Tarih 23 Mart 1983. ABD Başkanı Ronald Reagan, Soğuk Savaş'ta dönüm noktası sayılabilecek bir savunma hamlesini açıkladı. Projenin adı "Yıldız Savaşları"ydı ve Sovyetler Birliği'nden ABD topraklarına atılabilecek olası bir füzeyi havada imha edebilen bir savunma sistemini hayata geçiriyordu. Reagan'ın hedefi Sovyetler Birliği'ni bitirmekti. Projeye İngiltere destek verdi, dönemin başbakanı Margaret Thatcher, Reagan ile ortak hareket ederek Sovyetleri sona erdirecek bu projenin arkasında yer aldı. Sovyetler Birliği o dönem Amerika-İngiltere ortaklığındaki bu sistemle mücadele edebilecek kapasitede değildi, dağılışında da bunun büyük etkisi oldu… Son noktayı Obama koydu Soğuk Savaş sona ermiş, Sovyetler dağılmıştı. Baba Bush'un ardından Clinton yönetimi ve nihayet oğul Bush çıktı sahneye. George W. Bush, Reagan'dan kalan savunma sistemi planını genişletti ve ABD topraklarının yanı sıra Avrupa'nın da füze saldırılarına karşı korunma altına alınmasını öngören füze kalkanı projesini geliştirdi. Bush'un amacı Doğu'dan gelecek saldırılara karşı Polonya ve Çek Cumhuriyeti'ne radar ve füze savarlar yerleştirmekti. Ancak Rusya, burnunun dibinde bir Amerikan üssü kurulmasına isyan etti. Rusya'nın bu itirazı üzerine proje rafa kaldırıldı. Bush'tan sonra 2009'da göreve gelen Barack Obama, Rusya'nın kaygılarını göz önünde bulundurarak rafa kaldırılan projenin hem adını hem içeriğini değiştirdi. Yeni haliyle proje sadece Amerikan topraklarını değil, Avrupa'nın ve NATO ülkelerinin korunmasını da kapsıyordu. NATO füze kalkanı projesini sahiplendi ve 19 Kasım'da Lizbon'da yapılan tarihi zirvede proje kabul edildi.

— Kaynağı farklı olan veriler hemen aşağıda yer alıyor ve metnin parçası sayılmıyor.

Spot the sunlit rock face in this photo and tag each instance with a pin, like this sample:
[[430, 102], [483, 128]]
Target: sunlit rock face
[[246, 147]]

Üsler Türkiye, Romanya ve Polonya'da
NATO'ya üye 28 ülkeyi kapsayan projeye göre, Doğu'daki herhangi bir noktadan Avrupa'ya yönlendirilen bir füze, kurulan radarlarla tespit edilecek ve bu radarlarla entegre çalışan füze savarlarla, daha havadayken imha edilecekti. Bu sistemin Türkiye, Bulgaristan, Romanya ve Polonya'ya kurulması kararlaştırıldı, ancak Türkiye üç şart öne sürdü. Ankara, ilk olarak kurulacak olan sistemin tüm NATO ülkelerini kapsamasını istedi. Bu şart zaten kabul edilmişti. Bir sonraki soru şuydu: NATO toprakları füzelerden korunacaktı ama hangi ülkenin füzelerinden bahsediliyordu? İşte bu noktada gözler Tahran'a çevrildi. Herkesin aklında İran vardı. Ama Türkiye, "İran hedef gösterilmesin" dedi. Buna iki ülke karşı çıktı, Fransa Cumhurbaşkanı Nicolas Sarkozy ile Almanya Başbakanı Angela Merkel, "İran'dan başka tehdit mi var?" açıklamalarıyla İran'ın adını sıkça andı, fakat Lizbon Zirvesi'nin nihai karar metninde İran'ın adı geçmedi. Türkiye'nin bir sonraki şartı ise komuta kontrolün kimde olacağıyla ilgiliydi. Türkiye, "Sistem topraklarımızda kurulursa, komuta kontrolü bizde olsun" dedi. NATO bu konuya sıcak baktı, sistemin teknik içeriği hazırlandıktan sonra komuta kontrolün kime ya da kimlere verileceği konusundaki kararın alınacağı açıklandı. Sistemin kurulması için NATO'nun önünde altı aylık bir çalışma süresi var. NATO'nun Avrupa'daki komutanı James G. Stavridis, füze savunma sisteminin komuta ile kontrolü ve iki sistemin birbiriyle nasıl entegre olacağı gibi konulara dair detayların üzerinde çalışılacağını, bu süreçte teknik zorlukların üstesinden geleceklerini söyledi.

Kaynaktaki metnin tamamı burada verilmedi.